Kwan, obviously, will occupy left field. Freeman seems poised to patrol center. Laureano is expected to receive regular at-bats, either in right field or at DH. Brennan and Florial are both left-handed hitters, though with starkly contrasting profiles.

Florial has power and speed, but plenty of swing and miss. He’s had a rough spring, but he’s out of minor-league options. Brennan makes a ton of contact, but was plagued last season by chasing pitches out of the zone too often, which led to an abundance of weak contact.

• Beede was twice drafted in the first round.

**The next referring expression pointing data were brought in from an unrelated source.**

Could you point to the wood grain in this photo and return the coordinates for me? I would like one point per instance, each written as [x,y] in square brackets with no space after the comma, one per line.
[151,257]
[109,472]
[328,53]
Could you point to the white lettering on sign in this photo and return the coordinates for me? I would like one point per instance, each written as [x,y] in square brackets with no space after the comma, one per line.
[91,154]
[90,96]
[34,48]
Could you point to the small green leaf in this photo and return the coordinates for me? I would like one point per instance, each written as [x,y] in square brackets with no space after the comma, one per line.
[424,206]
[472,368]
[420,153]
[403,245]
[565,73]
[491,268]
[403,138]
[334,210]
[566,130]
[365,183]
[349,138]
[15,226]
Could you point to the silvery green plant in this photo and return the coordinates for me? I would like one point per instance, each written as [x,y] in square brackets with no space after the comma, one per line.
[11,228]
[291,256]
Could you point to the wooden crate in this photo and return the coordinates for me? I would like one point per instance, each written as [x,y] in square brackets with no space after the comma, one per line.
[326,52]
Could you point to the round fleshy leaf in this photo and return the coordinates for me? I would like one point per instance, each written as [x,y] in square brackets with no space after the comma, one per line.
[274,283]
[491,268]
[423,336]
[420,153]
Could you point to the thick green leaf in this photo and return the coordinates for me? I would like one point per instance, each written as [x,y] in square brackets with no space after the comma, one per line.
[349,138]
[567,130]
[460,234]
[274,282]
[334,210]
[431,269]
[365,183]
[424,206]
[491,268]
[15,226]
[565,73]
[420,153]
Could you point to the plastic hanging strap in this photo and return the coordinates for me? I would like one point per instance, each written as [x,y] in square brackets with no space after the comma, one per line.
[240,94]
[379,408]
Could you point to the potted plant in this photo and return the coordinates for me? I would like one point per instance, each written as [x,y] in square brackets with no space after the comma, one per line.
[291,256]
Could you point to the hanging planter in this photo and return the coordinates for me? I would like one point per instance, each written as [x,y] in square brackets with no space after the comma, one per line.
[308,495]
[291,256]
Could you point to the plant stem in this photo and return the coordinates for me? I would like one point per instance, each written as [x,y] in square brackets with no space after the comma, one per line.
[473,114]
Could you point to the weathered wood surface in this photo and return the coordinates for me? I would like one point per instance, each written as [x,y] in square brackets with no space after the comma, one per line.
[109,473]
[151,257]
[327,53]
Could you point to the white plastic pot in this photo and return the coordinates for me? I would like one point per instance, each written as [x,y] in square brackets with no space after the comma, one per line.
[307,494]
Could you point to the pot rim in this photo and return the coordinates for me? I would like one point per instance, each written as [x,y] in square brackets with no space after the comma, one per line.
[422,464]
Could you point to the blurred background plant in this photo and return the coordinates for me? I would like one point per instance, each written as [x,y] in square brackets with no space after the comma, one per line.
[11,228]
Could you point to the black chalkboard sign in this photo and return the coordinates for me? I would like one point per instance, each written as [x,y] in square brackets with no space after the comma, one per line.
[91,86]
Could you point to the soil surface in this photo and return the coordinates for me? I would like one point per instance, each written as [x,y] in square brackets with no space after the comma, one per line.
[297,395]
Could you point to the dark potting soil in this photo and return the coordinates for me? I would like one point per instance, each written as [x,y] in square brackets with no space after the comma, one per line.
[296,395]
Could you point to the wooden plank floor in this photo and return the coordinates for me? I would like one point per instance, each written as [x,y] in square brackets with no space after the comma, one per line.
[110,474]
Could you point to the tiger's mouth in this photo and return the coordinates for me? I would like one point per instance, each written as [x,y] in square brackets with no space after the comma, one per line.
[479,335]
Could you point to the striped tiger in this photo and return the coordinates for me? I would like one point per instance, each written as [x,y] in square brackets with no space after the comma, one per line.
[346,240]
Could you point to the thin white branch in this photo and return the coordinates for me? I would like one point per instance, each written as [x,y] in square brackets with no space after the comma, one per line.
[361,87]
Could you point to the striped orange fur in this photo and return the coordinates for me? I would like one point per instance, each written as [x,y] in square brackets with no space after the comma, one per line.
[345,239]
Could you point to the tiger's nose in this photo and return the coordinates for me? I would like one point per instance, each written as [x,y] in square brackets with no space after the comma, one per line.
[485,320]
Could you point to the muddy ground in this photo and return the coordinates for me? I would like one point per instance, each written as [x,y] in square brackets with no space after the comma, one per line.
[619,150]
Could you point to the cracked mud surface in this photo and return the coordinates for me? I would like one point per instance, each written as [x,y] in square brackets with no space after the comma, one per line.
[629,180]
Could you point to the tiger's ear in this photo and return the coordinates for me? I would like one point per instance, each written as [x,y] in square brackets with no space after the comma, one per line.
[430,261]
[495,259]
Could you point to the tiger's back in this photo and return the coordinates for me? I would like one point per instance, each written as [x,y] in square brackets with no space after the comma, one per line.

He was a top-100 prospect and a Futures Game participant. He threw a fastball, curveball and changeup. Now 30, having spent a year pitching in Japan, he’s almost unrecognizable on the mound. He’s leaning on a splitter, sweeper and sinker and said he has a better handle on how to attack hitters than he did as a struggling young pitcher with the Giants.

He said the east-west approach with his new arsenal has helped him record more swing-and-miss than his old, north-south approach with fastballs up and secondary pitches lower in the zone.

“As I went overseas,” he said, “it was a self-discovery process. Who am I as a pitcher? Who do I want to be? And then owning that.”

• This pitching staff will feature a Bieber, a Bibee and a Beede, which rivals the Yan (Gomes)/Yandy (Díaz)/Yonder (Alonso) trio on the 2018 roster. We can’t discuss the potential for name confusion without mentioning the O.T./O.P. fiasco from 2018, when Cleveland’s coaches summoned the wrong reliever from the bullpen because the nicknames for Dan Otero (O.T.) and Oliver Pérez (O.P.) sounded similar.

And, of course, there was the July 1999 snafu when Manny Ramirez manned right field instead of Alex Ramirez. The lineup card had Manny at DH and Alex in right field. Manager Mike Hargrove blamed the ordeal on miscommunication between the coaches. Manny had to become the right fielder and Alex had to be replaced by the pitcher, leading to a pair of Charles Nagy plate appearances against David Wells in a game with American League rules.